So there'll be A, B and C. Every sequence A will produce one B and every B will produce one C. There will always be one base sequence and every A, B and C will give you another sequence.

1. Start with the bace sequence in which you obtain A(You never obtain another A and if you do god help you.).
2. You now have 2 sequences; Base+A.
First is A, B.
Second is A, B2, C.
3. You now have 5 sequnces; Base+A+ B2+C.
First is A, B3, C3.
Second is A, B4, C6.
Third is A, B5, C10.
Fourth is A, B6, C15.
Fifth is A, B7, C21.
4. You now have 30 sequences; Base+A+B7+C21.
Ending in A, B37, C671
5. You now have 710 sequences; Base+A+B37+C671

Problem is I run out of calculator space too fast and by hand is annoying and I am trying to find out how many I have on the 6th, 7th, 8th, 9th, and 10th run. Anything after that is moot realy, but humorous none-the-less just to show off the numbers. Because if you set off in 3, 4 will be deveastating and 5 it'll be over, but most likely it can finish until 6. Fun huh?

Only reply so far wrote:
This doesn't make sense to me.
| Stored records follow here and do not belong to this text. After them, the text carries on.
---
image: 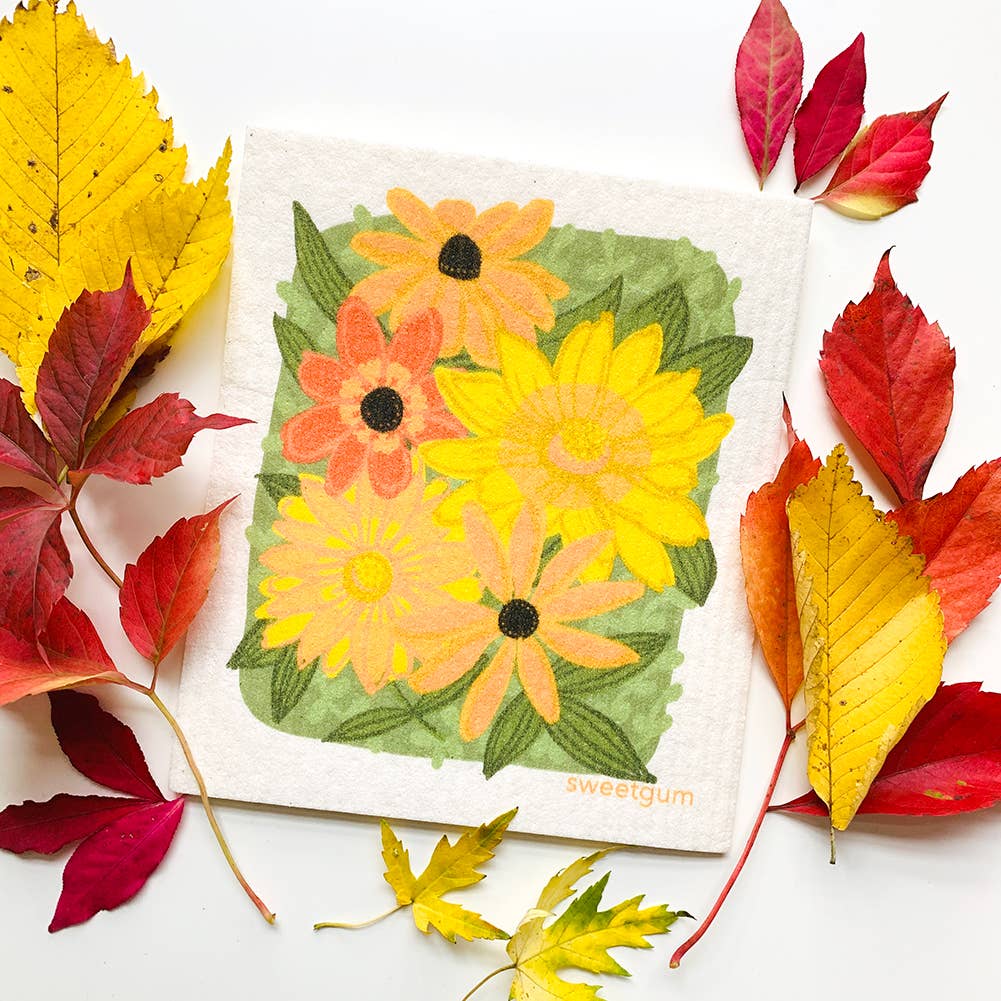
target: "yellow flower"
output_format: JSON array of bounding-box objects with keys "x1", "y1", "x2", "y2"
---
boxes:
[
  {"x1": 420, "y1": 313, "x2": 734, "y2": 591},
  {"x1": 351, "y1": 188, "x2": 570, "y2": 367},
  {"x1": 257, "y1": 474, "x2": 479, "y2": 695}
]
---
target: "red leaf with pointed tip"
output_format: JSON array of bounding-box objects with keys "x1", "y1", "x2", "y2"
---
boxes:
[
  {"x1": 49, "y1": 692, "x2": 163, "y2": 803},
  {"x1": 735, "y1": 0, "x2": 803, "y2": 185},
  {"x1": 82, "y1": 392, "x2": 253, "y2": 483},
  {"x1": 820, "y1": 250, "x2": 956, "y2": 501},
  {"x1": 814, "y1": 94, "x2": 948, "y2": 219},
  {"x1": 741, "y1": 434, "x2": 820, "y2": 709},
  {"x1": 793, "y1": 34, "x2": 866, "y2": 190},
  {"x1": 35, "y1": 265, "x2": 151, "y2": 469},
  {"x1": 0, "y1": 486, "x2": 73, "y2": 641},
  {"x1": 120, "y1": 498, "x2": 231, "y2": 665},
  {"x1": 0, "y1": 793, "x2": 145, "y2": 855},
  {"x1": 49, "y1": 797, "x2": 184, "y2": 932},
  {"x1": 772, "y1": 682, "x2": 1001, "y2": 817},
  {"x1": 0, "y1": 598, "x2": 119, "y2": 706},
  {"x1": 0, "y1": 378, "x2": 59, "y2": 489},
  {"x1": 887, "y1": 458, "x2": 1001, "y2": 642}
]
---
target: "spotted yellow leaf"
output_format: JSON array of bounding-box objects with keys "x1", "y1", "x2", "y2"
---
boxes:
[
  {"x1": 789, "y1": 445, "x2": 946, "y2": 831},
  {"x1": 497, "y1": 851, "x2": 691, "y2": 1001}
]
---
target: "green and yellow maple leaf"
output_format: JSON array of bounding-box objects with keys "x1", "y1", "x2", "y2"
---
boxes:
[{"x1": 314, "y1": 810, "x2": 518, "y2": 942}]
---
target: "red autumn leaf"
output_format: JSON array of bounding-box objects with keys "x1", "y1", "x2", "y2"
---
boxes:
[
  {"x1": 772, "y1": 682, "x2": 1001, "y2": 817},
  {"x1": 814, "y1": 94, "x2": 948, "y2": 219},
  {"x1": 0, "y1": 486, "x2": 73, "y2": 641},
  {"x1": 49, "y1": 796, "x2": 184, "y2": 932},
  {"x1": 120, "y1": 501, "x2": 231, "y2": 666},
  {"x1": 820, "y1": 250, "x2": 956, "y2": 501},
  {"x1": 741, "y1": 428, "x2": 820, "y2": 709},
  {"x1": 887, "y1": 458, "x2": 1001, "y2": 642},
  {"x1": 49, "y1": 692, "x2": 163, "y2": 803},
  {"x1": 0, "y1": 378, "x2": 59, "y2": 489},
  {"x1": 735, "y1": 0, "x2": 803, "y2": 186},
  {"x1": 0, "y1": 598, "x2": 120, "y2": 706},
  {"x1": 81, "y1": 392, "x2": 252, "y2": 483},
  {"x1": 793, "y1": 34, "x2": 866, "y2": 191},
  {"x1": 0, "y1": 793, "x2": 145, "y2": 855},
  {"x1": 35, "y1": 266, "x2": 151, "y2": 469}
]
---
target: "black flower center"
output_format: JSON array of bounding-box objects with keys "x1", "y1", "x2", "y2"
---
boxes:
[
  {"x1": 497, "y1": 598, "x2": 539, "y2": 640},
  {"x1": 360, "y1": 385, "x2": 403, "y2": 433},
  {"x1": 438, "y1": 233, "x2": 483, "y2": 281}
]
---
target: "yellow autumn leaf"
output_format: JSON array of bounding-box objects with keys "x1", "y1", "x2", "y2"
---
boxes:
[
  {"x1": 18, "y1": 140, "x2": 233, "y2": 405},
  {"x1": 314, "y1": 810, "x2": 518, "y2": 942},
  {"x1": 478, "y1": 851, "x2": 691, "y2": 1001},
  {"x1": 789, "y1": 445, "x2": 946, "y2": 831},
  {"x1": 0, "y1": 0, "x2": 187, "y2": 360}
]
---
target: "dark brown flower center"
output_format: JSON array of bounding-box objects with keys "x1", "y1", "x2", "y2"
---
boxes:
[
  {"x1": 360, "y1": 385, "x2": 403, "y2": 434},
  {"x1": 497, "y1": 598, "x2": 539, "y2": 640},
  {"x1": 438, "y1": 233, "x2": 483, "y2": 281}
]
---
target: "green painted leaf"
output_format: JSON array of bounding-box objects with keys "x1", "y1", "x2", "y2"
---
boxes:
[
  {"x1": 257, "y1": 472, "x2": 301, "y2": 504},
  {"x1": 271, "y1": 647, "x2": 316, "y2": 723},
  {"x1": 667, "y1": 539, "x2": 716, "y2": 605},
  {"x1": 323, "y1": 706, "x2": 413, "y2": 744},
  {"x1": 671, "y1": 337, "x2": 754, "y2": 406},
  {"x1": 226, "y1": 619, "x2": 275, "y2": 671},
  {"x1": 548, "y1": 696, "x2": 657, "y2": 782},
  {"x1": 271, "y1": 313, "x2": 318, "y2": 375},
  {"x1": 483, "y1": 692, "x2": 543, "y2": 779},
  {"x1": 292, "y1": 201, "x2": 351, "y2": 322}
]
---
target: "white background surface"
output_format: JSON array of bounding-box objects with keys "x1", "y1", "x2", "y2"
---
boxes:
[{"x1": 0, "y1": 0, "x2": 1001, "y2": 1001}]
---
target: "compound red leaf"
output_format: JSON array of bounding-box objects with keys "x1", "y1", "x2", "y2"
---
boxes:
[
  {"x1": 773, "y1": 682, "x2": 1001, "y2": 817},
  {"x1": 0, "y1": 486, "x2": 73, "y2": 641},
  {"x1": 887, "y1": 458, "x2": 1001, "y2": 642},
  {"x1": 814, "y1": 94, "x2": 948, "y2": 219},
  {"x1": 793, "y1": 34, "x2": 866, "y2": 190},
  {"x1": 735, "y1": 0, "x2": 803, "y2": 185},
  {"x1": 120, "y1": 501, "x2": 231, "y2": 665},
  {"x1": 0, "y1": 793, "x2": 145, "y2": 855},
  {"x1": 35, "y1": 265, "x2": 151, "y2": 469},
  {"x1": 49, "y1": 797, "x2": 184, "y2": 932},
  {"x1": 81, "y1": 392, "x2": 252, "y2": 483},
  {"x1": 0, "y1": 378, "x2": 59, "y2": 489},
  {"x1": 820, "y1": 250, "x2": 956, "y2": 501},
  {"x1": 49, "y1": 692, "x2": 163, "y2": 803},
  {"x1": 741, "y1": 434, "x2": 820, "y2": 709},
  {"x1": 0, "y1": 598, "x2": 120, "y2": 706}
]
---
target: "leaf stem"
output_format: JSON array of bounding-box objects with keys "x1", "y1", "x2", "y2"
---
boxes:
[
  {"x1": 671, "y1": 721, "x2": 805, "y2": 970},
  {"x1": 313, "y1": 904, "x2": 406, "y2": 932},
  {"x1": 461, "y1": 963, "x2": 516, "y2": 1001},
  {"x1": 117, "y1": 678, "x2": 274, "y2": 925}
]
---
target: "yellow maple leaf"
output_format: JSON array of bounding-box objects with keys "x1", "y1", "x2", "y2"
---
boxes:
[
  {"x1": 314, "y1": 810, "x2": 518, "y2": 942},
  {"x1": 478, "y1": 850, "x2": 691, "y2": 1001},
  {"x1": 788, "y1": 445, "x2": 946, "y2": 831}
]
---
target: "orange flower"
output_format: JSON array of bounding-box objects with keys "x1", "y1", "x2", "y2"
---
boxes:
[
  {"x1": 281, "y1": 297, "x2": 465, "y2": 497},
  {"x1": 400, "y1": 504, "x2": 644, "y2": 741},
  {"x1": 351, "y1": 188, "x2": 570, "y2": 368}
]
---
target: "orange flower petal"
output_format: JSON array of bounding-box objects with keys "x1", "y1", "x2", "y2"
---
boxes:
[
  {"x1": 462, "y1": 504, "x2": 515, "y2": 602},
  {"x1": 535, "y1": 532, "x2": 615, "y2": 603},
  {"x1": 510, "y1": 504, "x2": 546, "y2": 598},
  {"x1": 536, "y1": 622, "x2": 640, "y2": 668},
  {"x1": 458, "y1": 640, "x2": 516, "y2": 741},
  {"x1": 518, "y1": 640, "x2": 560, "y2": 723},
  {"x1": 385, "y1": 188, "x2": 448, "y2": 243},
  {"x1": 536, "y1": 581, "x2": 644, "y2": 622},
  {"x1": 336, "y1": 295, "x2": 385, "y2": 365}
]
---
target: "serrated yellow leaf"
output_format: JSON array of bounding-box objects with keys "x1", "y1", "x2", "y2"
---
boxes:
[
  {"x1": 508, "y1": 851, "x2": 687, "y2": 1001},
  {"x1": 0, "y1": 0, "x2": 187, "y2": 360},
  {"x1": 18, "y1": 140, "x2": 233, "y2": 406},
  {"x1": 382, "y1": 810, "x2": 518, "y2": 942},
  {"x1": 789, "y1": 445, "x2": 946, "y2": 831}
]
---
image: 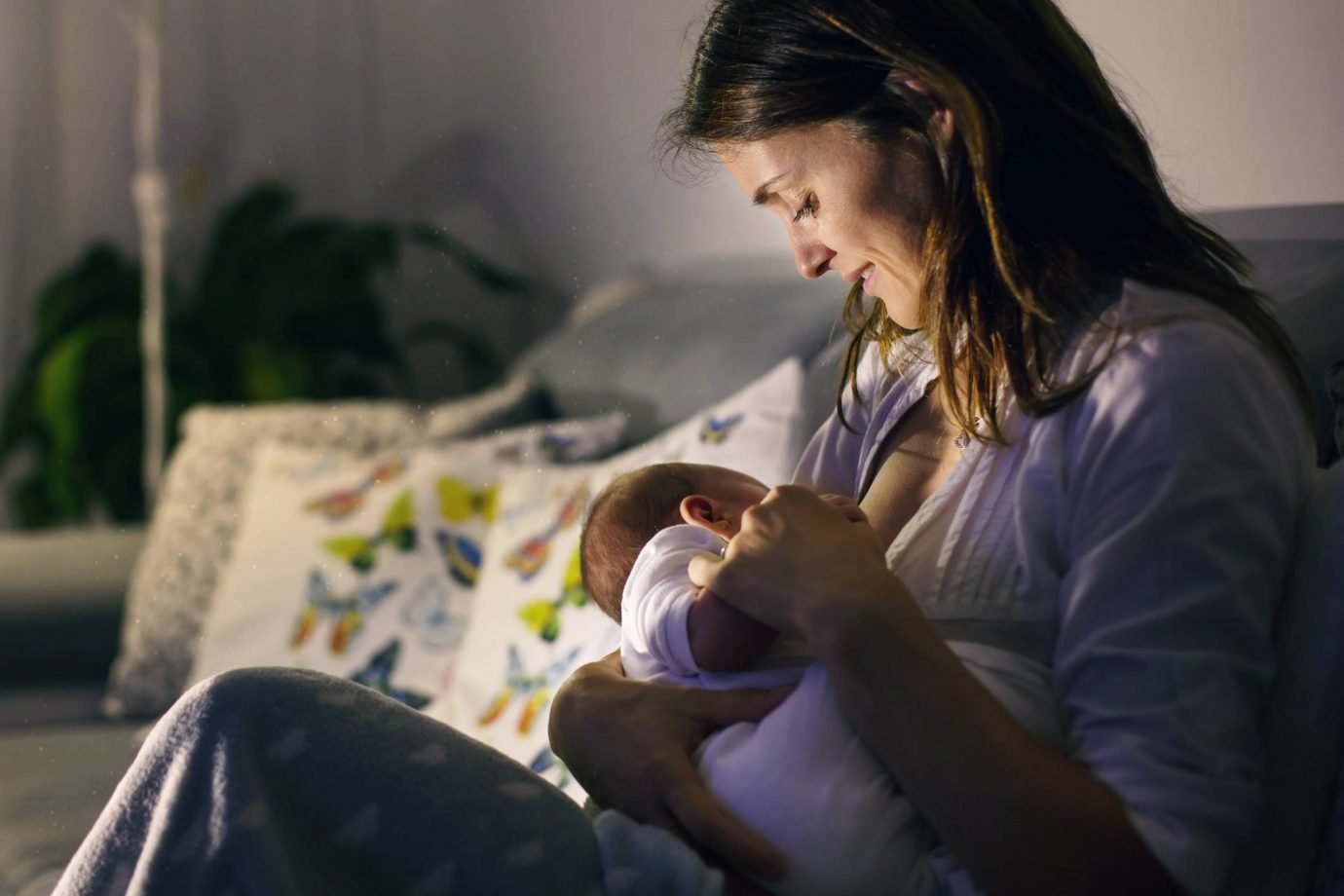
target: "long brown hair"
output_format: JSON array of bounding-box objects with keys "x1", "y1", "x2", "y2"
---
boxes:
[{"x1": 660, "y1": 0, "x2": 1313, "y2": 442}]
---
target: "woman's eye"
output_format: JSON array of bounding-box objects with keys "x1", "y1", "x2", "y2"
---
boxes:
[{"x1": 793, "y1": 196, "x2": 817, "y2": 224}]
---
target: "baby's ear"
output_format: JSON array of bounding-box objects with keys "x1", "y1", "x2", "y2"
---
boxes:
[{"x1": 680, "y1": 495, "x2": 718, "y2": 532}]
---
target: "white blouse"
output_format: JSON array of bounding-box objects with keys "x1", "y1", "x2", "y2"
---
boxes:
[{"x1": 796, "y1": 283, "x2": 1312, "y2": 893}]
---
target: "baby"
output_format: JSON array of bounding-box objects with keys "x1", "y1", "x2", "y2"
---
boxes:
[{"x1": 579, "y1": 464, "x2": 1062, "y2": 896}]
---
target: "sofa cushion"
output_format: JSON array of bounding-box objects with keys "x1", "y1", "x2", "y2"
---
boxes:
[
  {"x1": 190, "y1": 414, "x2": 625, "y2": 709},
  {"x1": 0, "y1": 527, "x2": 145, "y2": 688},
  {"x1": 0, "y1": 722, "x2": 140, "y2": 896},
  {"x1": 426, "y1": 360, "x2": 805, "y2": 801},
  {"x1": 513, "y1": 259, "x2": 844, "y2": 443},
  {"x1": 1237, "y1": 240, "x2": 1344, "y2": 460},
  {"x1": 103, "y1": 379, "x2": 535, "y2": 716}
]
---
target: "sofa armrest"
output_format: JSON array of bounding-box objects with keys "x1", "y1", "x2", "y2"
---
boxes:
[{"x1": 0, "y1": 527, "x2": 145, "y2": 691}]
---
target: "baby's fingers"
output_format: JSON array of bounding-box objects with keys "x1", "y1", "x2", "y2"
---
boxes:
[
  {"x1": 821, "y1": 495, "x2": 868, "y2": 523},
  {"x1": 687, "y1": 553, "x2": 723, "y2": 591}
]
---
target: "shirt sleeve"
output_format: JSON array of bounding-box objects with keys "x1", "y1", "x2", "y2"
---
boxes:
[
  {"x1": 1055, "y1": 319, "x2": 1311, "y2": 893},
  {"x1": 621, "y1": 525, "x2": 723, "y2": 679}
]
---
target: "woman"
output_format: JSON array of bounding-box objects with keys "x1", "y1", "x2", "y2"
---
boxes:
[
  {"x1": 57, "y1": 0, "x2": 1311, "y2": 893},
  {"x1": 551, "y1": 0, "x2": 1311, "y2": 893}
]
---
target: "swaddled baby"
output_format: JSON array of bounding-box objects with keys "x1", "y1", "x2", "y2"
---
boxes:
[{"x1": 580, "y1": 464, "x2": 1062, "y2": 896}]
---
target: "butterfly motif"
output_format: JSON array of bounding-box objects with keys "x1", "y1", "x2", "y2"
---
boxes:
[
  {"x1": 434, "y1": 529, "x2": 481, "y2": 588},
  {"x1": 527, "y1": 747, "x2": 570, "y2": 790},
  {"x1": 435, "y1": 475, "x2": 499, "y2": 523},
  {"x1": 700, "y1": 414, "x2": 743, "y2": 445},
  {"x1": 322, "y1": 489, "x2": 415, "y2": 573},
  {"x1": 504, "y1": 482, "x2": 587, "y2": 581},
  {"x1": 400, "y1": 577, "x2": 467, "y2": 651},
  {"x1": 304, "y1": 457, "x2": 406, "y2": 521},
  {"x1": 350, "y1": 638, "x2": 430, "y2": 709},
  {"x1": 517, "y1": 549, "x2": 587, "y2": 644},
  {"x1": 476, "y1": 644, "x2": 579, "y2": 734},
  {"x1": 289, "y1": 570, "x2": 396, "y2": 655}
]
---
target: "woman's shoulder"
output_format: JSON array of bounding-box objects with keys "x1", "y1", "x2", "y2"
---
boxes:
[
  {"x1": 1059, "y1": 282, "x2": 1312, "y2": 475},
  {"x1": 1061, "y1": 280, "x2": 1273, "y2": 380}
]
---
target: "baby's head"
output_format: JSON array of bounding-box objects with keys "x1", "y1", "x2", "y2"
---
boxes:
[{"x1": 579, "y1": 464, "x2": 770, "y2": 622}]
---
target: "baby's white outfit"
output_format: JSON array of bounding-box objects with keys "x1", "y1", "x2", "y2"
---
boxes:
[{"x1": 621, "y1": 525, "x2": 1062, "y2": 896}]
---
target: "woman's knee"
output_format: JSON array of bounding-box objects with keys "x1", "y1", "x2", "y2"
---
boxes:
[{"x1": 160, "y1": 668, "x2": 329, "y2": 730}]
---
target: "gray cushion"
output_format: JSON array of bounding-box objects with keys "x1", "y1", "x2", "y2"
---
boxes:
[
  {"x1": 515, "y1": 259, "x2": 845, "y2": 442},
  {"x1": 1237, "y1": 240, "x2": 1344, "y2": 462},
  {"x1": 0, "y1": 723, "x2": 138, "y2": 896}
]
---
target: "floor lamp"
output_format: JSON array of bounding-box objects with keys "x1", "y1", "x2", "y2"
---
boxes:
[{"x1": 117, "y1": 0, "x2": 168, "y2": 510}]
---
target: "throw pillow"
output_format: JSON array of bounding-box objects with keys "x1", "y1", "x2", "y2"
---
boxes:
[
  {"x1": 426, "y1": 360, "x2": 806, "y2": 801},
  {"x1": 103, "y1": 379, "x2": 535, "y2": 716},
  {"x1": 181, "y1": 415, "x2": 625, "y2": 709}
]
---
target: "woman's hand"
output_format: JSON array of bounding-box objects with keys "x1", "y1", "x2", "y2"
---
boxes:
[
  {"x1": 690, "y1": 485, "x2": 902, "y2": 641},
  {"x1": 549, "y1": 653, "x2": 788, "y2": 879}
]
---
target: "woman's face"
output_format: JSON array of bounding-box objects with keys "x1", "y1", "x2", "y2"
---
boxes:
[{"x1": 719, "y1": 123, "x2": 931, "y2": 328}]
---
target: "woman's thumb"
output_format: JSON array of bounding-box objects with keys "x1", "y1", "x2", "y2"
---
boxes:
[{"x1": 696, "y1": 685, "x2": 793, "y2": 727}]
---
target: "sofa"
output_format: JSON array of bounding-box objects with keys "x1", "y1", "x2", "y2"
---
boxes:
[{"x1": 0, "y1": 205, "x2": 1344, "y2": 896}]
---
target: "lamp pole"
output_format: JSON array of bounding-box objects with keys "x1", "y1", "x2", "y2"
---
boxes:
[{"x1": 118, "y1": 0, "x2": 168, "y2": 509}]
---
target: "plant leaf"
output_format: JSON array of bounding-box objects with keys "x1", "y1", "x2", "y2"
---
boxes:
[{"x1": 406, "y1": 224, "x2": 537, "y2": 295}]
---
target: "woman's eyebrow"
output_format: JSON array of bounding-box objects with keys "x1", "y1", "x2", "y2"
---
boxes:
[{"x1": 751, "y1": 172, "x2": 789, "y2": 205}]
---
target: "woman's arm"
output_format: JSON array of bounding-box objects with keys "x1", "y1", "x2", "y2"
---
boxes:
[
  {"x1": 691, "y1": 486, "x2": 1178, "y2": 893},
  {"x1": 813, "y1": 574, "x2": 1180, "y2": 893},
  {"x1": 549, "y1": 653, "x2": 789, "y2": 879}
]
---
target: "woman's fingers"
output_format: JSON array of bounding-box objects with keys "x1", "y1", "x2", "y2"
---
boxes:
[{"x1": 666, "y1": 765, "x2": 785, "y2": 879}]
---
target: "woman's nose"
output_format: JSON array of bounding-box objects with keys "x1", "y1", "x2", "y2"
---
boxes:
[{"x1": 789, "y1": 234, "x2": 836, "y2": 280}]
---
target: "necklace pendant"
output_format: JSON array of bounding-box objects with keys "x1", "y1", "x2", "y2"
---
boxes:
[{"x1": 952, "y1": 417, "x2": 980, "y2": 451}]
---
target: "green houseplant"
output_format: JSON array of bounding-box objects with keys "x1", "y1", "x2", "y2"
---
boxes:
[{"x1": 0, "y1": 183, "x2": 534, "y2": 528}]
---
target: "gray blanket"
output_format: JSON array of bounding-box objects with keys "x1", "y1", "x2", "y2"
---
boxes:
[{"x1": 56, "y1": 669, "x2": 606, "y2": 896}]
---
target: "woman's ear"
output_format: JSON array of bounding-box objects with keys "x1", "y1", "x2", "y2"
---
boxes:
[
  {"x1": 887, "y1": 68, "x2": 955, "y2": 152},
  {"x1": 680, "y1": 495, "x2": 726, "y2": 535}
]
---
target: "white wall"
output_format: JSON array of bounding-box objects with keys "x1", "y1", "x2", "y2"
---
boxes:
[
  {"x1": 1061, "y1": 0, "x2": 1344, "y2": 208},
  {"x1": 0, "y1": 0, "x2": 1344, "y2": 524}
]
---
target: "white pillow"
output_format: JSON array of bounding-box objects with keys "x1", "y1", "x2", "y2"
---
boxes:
[
  {"x1": 190, "y1": 414, "x2": 623, "y2": 709},
  {"x1": 103, "y1": 378, "x2": 535, "y2": 716},
  {"x1": 426, "y1": 358, "x2": 807, "y2": 801}
]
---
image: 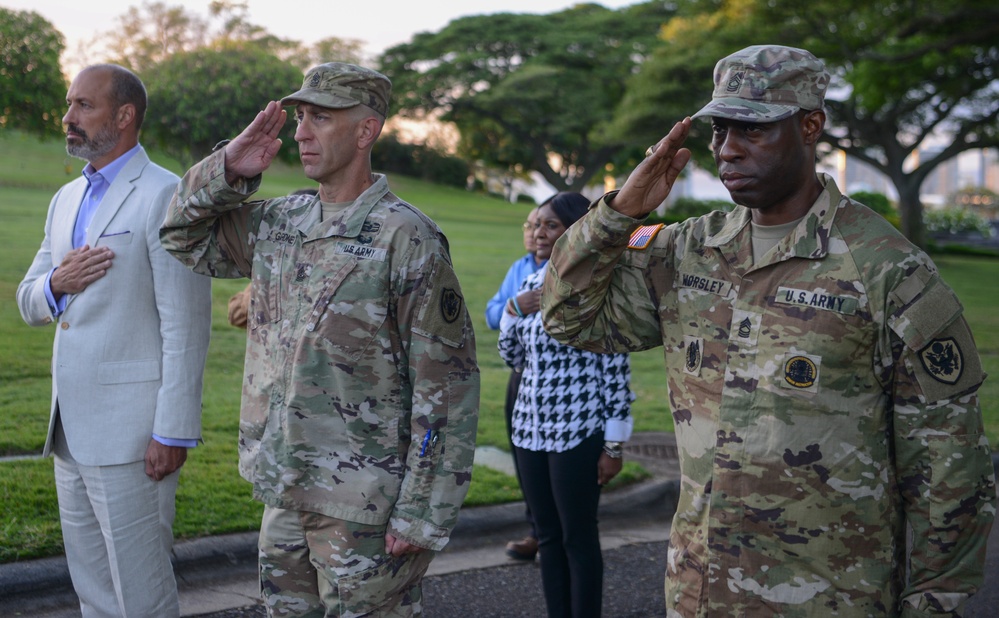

I'm not really sure what you're doing.

My reply was:
When you finish off the sequences, you start again with the new number of sequences. You always have 1, plus the number of As, Bs, And Cs you've acumulated. But when you add a B or C during a sequence set, it doesn't give you another sequence until the current set is over. Increasing the number of sequences in the set after it.
So first set is 2 sequences, The one you always have plus the one from A.
A produces a B in the first sequence.
Then In the second sequence the B that you now have produces a C and A produces another B.
You end the first set with an A, 2 Bs and a C making it so that you will have 5 sequences in the second set. The one you always have, plus A, Plus 2 Bs, plus a C.

I'm wondering if there's an easy way to calculate it out without have to just simply count every sequence in a set. As you can see set 6 now has 710 sequences and that's very tiring.



And that's how it stands at the moment, what do you all think?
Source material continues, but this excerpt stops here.